Por um momento desligou-se do contexto do filme e passou a fixar-se nas personagens em si, nosvestuários, na maquiagem, nos cabelos, nos pequenos detalhes do cenário que passam despercebidos aos olhos da maioria.
Prendeu-se à trilha sonora, àquela música tranquila. Alguma melodia que longinquamente se parecia com Anya Marina.
Prestou atenção em cada detalhe da cena à sua frente, destacando pontos que alguém jamais notaria. Simplesmente pelo puro prazer de ver, cega, o que os outros, ditos portadores da visão, nunca veriam.

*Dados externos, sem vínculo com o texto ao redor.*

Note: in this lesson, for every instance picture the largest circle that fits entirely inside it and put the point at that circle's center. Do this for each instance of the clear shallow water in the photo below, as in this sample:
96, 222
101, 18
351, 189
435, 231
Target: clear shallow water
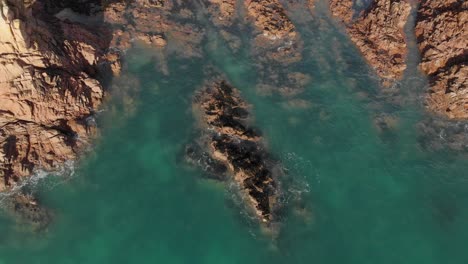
371, 197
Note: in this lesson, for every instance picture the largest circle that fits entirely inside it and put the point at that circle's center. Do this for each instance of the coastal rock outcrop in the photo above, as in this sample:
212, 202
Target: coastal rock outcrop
378, 32
157, 24
49, 88
231, 149
442, 35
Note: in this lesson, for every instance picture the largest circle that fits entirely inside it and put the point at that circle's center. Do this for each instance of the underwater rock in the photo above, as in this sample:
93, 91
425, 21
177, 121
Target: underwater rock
230, 148
27, 211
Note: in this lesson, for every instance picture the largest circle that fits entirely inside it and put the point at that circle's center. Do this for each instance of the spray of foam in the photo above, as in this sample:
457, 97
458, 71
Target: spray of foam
43, 179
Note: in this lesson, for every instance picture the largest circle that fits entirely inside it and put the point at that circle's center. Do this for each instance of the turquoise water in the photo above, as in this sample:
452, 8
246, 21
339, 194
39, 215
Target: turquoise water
370, 196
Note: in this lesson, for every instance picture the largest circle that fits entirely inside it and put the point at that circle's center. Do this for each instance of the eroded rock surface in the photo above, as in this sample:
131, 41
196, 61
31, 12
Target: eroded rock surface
378, 33
48, 88
233, 149
160, 24
442, 33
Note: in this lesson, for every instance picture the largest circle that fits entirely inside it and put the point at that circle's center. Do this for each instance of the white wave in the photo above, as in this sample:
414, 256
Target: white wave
38, 178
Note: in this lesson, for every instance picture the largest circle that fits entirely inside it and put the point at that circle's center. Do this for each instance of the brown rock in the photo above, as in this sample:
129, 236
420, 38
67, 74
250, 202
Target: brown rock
48, 88
378, 32
442, 33
235, 148
270, 18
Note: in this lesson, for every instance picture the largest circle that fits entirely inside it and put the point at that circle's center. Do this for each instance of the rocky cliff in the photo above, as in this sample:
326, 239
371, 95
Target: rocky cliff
378, 33
49, 87
442, 34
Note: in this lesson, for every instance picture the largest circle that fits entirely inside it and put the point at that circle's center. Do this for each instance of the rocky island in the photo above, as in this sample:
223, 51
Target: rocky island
56, 58
230, 149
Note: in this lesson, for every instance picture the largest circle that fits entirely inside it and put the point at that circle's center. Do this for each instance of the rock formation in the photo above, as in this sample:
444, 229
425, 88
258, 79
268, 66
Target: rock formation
378, 33
48, 88
442, 34
230, 148
156, 23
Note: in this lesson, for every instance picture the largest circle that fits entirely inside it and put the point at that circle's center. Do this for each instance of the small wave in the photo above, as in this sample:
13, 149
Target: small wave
42, 179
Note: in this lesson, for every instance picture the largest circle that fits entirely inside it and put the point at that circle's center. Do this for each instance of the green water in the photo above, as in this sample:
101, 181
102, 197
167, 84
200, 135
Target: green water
371, 197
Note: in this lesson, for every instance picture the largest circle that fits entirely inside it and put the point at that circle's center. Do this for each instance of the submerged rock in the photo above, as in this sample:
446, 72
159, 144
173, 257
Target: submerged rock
27, 211
230, 148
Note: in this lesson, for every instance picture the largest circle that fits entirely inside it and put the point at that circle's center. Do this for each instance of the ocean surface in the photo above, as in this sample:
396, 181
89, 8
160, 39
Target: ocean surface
358, 192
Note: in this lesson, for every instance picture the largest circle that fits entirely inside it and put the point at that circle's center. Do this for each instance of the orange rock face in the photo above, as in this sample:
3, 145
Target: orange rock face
270, 18
48, 89
378, 33
442, 33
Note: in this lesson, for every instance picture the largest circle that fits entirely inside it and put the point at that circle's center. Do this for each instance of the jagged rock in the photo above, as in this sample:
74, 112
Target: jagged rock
27, 211
48, 87
378, 32
231, 148
442, 33
153, 22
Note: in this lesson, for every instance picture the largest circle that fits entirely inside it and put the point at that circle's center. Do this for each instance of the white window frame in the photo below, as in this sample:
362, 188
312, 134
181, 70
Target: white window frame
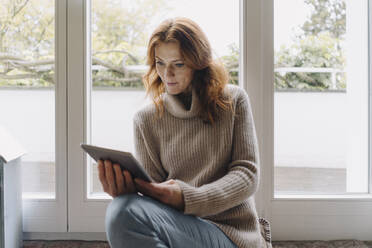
40, 215
297, 217
72, 215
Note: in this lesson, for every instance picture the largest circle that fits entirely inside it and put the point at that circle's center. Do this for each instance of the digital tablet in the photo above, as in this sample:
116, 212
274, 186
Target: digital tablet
125, 159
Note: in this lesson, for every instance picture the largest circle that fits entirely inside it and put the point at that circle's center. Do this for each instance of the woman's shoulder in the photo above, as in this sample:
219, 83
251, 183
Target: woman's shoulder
236, 93
145, 113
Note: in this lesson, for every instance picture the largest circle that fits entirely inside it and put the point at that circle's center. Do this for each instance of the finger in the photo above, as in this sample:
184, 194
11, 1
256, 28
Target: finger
129, 184
102, 176
151, 189
110, 178
120, 184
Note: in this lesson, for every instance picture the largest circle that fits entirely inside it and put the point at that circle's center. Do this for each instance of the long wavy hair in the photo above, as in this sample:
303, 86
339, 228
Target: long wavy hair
210, 77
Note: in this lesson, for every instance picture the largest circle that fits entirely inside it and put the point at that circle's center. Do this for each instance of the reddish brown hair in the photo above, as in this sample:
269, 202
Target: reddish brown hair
210, 77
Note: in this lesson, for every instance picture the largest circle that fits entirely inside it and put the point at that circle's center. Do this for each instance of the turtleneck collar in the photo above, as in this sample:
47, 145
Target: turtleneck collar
177, 108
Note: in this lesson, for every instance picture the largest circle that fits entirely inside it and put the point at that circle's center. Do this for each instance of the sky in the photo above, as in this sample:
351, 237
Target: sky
221, 23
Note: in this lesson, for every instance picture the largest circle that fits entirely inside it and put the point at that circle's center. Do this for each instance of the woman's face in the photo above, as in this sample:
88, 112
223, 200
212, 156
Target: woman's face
171, 68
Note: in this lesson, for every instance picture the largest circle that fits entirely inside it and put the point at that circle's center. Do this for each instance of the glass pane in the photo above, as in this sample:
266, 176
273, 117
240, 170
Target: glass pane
321, 97
27, 89
120, 30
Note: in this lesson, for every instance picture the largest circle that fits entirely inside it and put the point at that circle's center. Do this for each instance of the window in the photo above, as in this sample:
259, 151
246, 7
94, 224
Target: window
27, 89
321, 97
118, 61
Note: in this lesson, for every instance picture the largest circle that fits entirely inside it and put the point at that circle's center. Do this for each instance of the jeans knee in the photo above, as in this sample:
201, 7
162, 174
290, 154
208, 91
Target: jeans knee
119, 213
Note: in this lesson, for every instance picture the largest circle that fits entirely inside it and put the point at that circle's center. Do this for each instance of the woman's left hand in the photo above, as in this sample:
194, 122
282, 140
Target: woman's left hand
168, 192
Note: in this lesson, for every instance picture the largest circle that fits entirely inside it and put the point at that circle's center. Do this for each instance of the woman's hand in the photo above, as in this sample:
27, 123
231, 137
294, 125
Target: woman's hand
168, 192
114, 181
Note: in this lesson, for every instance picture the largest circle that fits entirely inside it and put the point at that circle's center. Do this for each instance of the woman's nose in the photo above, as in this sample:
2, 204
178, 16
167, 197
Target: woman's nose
169, 72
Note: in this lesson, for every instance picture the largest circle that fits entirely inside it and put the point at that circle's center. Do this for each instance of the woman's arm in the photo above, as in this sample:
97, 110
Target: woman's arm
241, 180
145, 152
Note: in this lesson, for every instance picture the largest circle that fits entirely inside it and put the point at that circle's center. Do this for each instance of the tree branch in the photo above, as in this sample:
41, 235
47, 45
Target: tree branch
117, 51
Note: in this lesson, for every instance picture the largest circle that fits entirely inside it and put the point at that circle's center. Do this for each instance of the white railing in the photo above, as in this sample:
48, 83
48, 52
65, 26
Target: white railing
333, 71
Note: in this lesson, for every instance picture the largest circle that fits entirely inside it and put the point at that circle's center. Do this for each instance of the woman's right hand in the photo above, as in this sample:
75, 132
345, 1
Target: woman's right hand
114, 181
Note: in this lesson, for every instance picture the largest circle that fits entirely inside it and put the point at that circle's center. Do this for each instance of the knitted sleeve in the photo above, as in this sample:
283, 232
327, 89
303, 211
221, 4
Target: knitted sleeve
241, 180
145, 151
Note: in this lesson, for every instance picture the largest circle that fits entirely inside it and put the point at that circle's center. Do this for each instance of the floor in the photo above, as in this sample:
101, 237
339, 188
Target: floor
281, 244
287, 180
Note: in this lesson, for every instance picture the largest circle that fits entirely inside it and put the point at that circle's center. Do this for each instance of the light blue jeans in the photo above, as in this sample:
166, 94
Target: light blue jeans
139, 221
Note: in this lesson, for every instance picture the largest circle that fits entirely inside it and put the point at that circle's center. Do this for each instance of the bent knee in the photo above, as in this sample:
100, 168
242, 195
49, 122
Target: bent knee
120, 212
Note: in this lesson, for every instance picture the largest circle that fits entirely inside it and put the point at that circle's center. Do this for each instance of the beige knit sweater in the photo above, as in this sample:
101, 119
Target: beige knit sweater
216, 166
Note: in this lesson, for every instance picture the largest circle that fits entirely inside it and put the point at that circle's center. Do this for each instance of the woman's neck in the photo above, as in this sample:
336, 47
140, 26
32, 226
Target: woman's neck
186, 99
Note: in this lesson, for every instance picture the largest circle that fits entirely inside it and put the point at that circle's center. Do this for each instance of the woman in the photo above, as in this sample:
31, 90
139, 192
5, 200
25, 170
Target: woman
198, 142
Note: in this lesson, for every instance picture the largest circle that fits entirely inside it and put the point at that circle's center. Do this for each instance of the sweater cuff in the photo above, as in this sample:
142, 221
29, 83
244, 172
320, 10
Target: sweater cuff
192, 199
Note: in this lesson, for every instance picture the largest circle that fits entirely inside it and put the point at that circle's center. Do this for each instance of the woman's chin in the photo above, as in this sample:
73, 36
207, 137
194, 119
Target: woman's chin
173, 91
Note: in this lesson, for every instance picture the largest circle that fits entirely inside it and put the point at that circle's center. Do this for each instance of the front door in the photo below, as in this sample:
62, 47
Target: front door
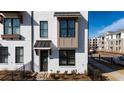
43, 60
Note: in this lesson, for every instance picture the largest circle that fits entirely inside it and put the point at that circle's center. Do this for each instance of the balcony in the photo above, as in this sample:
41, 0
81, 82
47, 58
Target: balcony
11, 14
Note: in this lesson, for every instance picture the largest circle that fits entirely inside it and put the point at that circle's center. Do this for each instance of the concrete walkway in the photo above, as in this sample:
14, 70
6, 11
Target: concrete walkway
109, 72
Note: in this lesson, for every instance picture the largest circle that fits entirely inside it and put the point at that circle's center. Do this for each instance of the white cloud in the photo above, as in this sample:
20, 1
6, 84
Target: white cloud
115, 26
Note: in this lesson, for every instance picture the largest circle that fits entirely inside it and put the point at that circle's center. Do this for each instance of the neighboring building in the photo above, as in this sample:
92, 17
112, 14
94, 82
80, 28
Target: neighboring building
112, 42
93, 43
60, 41
15, 39
48, 41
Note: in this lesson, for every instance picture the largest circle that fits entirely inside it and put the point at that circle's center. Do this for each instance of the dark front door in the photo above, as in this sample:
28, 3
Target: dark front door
43, 60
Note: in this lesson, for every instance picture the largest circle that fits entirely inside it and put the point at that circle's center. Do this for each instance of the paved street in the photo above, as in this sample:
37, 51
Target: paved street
112, 71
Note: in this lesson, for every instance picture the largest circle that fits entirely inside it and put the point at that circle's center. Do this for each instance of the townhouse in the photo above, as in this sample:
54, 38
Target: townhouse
48, 41
112, 42
92, 42
15, 39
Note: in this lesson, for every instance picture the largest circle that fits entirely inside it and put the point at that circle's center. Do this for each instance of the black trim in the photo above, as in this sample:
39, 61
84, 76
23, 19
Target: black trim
67, 28
66, 58
16, 54
11, 24
44, 29
4, 54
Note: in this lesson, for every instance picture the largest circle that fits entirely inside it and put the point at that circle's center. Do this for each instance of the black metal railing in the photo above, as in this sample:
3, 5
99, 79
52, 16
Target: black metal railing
18, 74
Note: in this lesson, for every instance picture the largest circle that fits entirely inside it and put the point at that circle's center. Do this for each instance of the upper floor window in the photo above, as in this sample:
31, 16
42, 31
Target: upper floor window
67, 57
3, 54
11, 26
67, 27
19, 55
43, 28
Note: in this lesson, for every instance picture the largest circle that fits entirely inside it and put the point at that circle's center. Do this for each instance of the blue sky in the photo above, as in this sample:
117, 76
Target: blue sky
103, 21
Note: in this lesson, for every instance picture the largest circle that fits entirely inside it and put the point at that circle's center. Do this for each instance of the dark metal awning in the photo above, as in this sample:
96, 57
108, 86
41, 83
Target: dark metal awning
42, 44
67, 14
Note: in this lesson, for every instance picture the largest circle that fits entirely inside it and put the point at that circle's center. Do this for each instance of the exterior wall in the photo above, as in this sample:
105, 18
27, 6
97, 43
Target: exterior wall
53, 60
25, 31
113, 43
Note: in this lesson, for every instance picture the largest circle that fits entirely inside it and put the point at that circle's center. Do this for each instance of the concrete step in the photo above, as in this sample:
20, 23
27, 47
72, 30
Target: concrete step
42, 76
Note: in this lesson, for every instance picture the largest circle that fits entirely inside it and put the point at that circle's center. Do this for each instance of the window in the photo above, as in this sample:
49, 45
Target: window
43, 28
3, 54
67, 27
11, 26
66, 57
19, 54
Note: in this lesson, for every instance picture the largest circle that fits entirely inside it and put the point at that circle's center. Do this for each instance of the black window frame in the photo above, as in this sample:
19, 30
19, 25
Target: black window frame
12, 27
4, 54
18, 55
67, 29
43, 29
66, 58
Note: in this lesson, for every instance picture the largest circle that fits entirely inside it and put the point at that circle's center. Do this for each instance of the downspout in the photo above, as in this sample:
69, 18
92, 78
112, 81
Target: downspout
32, 40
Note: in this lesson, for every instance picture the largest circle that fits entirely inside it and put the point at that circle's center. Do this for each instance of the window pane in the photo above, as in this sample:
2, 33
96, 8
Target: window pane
63, 32
3, 55
16, 22
19, 54
63, 24
16, 30
63, 61
44, 25
7, 22
71, 54
8, 30
71, 61
71, 32
44, 29
44, 33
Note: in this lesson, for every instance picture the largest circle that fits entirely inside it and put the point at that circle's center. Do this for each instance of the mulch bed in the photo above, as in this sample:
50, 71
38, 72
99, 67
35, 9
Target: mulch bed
69, 77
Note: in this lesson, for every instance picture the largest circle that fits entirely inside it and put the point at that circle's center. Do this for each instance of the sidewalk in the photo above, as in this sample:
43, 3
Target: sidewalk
110, 73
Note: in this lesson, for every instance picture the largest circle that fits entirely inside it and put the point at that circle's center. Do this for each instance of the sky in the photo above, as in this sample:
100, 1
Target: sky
103, 21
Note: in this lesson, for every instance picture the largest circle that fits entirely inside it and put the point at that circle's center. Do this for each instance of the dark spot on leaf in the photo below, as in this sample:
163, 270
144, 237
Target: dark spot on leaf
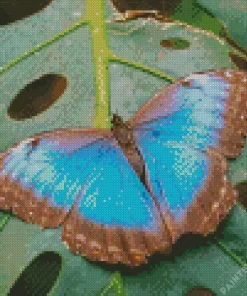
242, 193
239, 61
37, 96
39, 276
186, 83
175, 43
166, 8
13, 10
199, 291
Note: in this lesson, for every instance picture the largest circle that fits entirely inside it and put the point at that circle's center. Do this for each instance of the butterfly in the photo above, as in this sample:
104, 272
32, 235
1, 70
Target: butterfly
125, 193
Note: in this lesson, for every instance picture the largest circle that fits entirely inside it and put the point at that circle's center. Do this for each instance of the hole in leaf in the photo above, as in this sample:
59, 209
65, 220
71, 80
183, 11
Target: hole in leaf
39, 276
199, 291
37, 96
240, 62
175, 43
242, 193
167, 7
13, 10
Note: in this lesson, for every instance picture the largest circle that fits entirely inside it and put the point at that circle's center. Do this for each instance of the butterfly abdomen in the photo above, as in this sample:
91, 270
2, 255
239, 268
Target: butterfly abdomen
123, 133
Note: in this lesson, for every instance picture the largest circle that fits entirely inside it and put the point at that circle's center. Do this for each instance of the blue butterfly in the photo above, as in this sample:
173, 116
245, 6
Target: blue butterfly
126, 193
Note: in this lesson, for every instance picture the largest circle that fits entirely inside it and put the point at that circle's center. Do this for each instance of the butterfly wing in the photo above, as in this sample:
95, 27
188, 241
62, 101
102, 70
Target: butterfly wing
81, 179
183, 134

Fazendo o papel de quem sabe uma segunda Joana, esquecida de qualquer Otávio e muito mais de qualquer Lídia, perscrutou-se, redescobrindo os nós dos dedos, tensos, amarrados uns nos outros, aflitos com o decorrer da história, em oposição aos ombros que, relaxados, viviam o momento como um todo, aproveitando desde a textura do ar condicionado até o sutil acariciar do algodão da blusa.

Certo tempo depois, deixou a sala de cinema sozinha, ajeitando as vestes e a bolsa no ombro. Deixando para trás toda aquela fantástica experiência, tentanto arquivar o máximo de informações possível, tentando não se sentir precipitadamente nostálgica, como costumava fazer a cada vez que se dava por conta que o relógio custava muito a retroceder os ponteiros.

Ps.: aquele cheirinho de ar condicionado é do ozônio, right? Ozônio. Ozonólise, cetona e aldeído...
Natália Albertini.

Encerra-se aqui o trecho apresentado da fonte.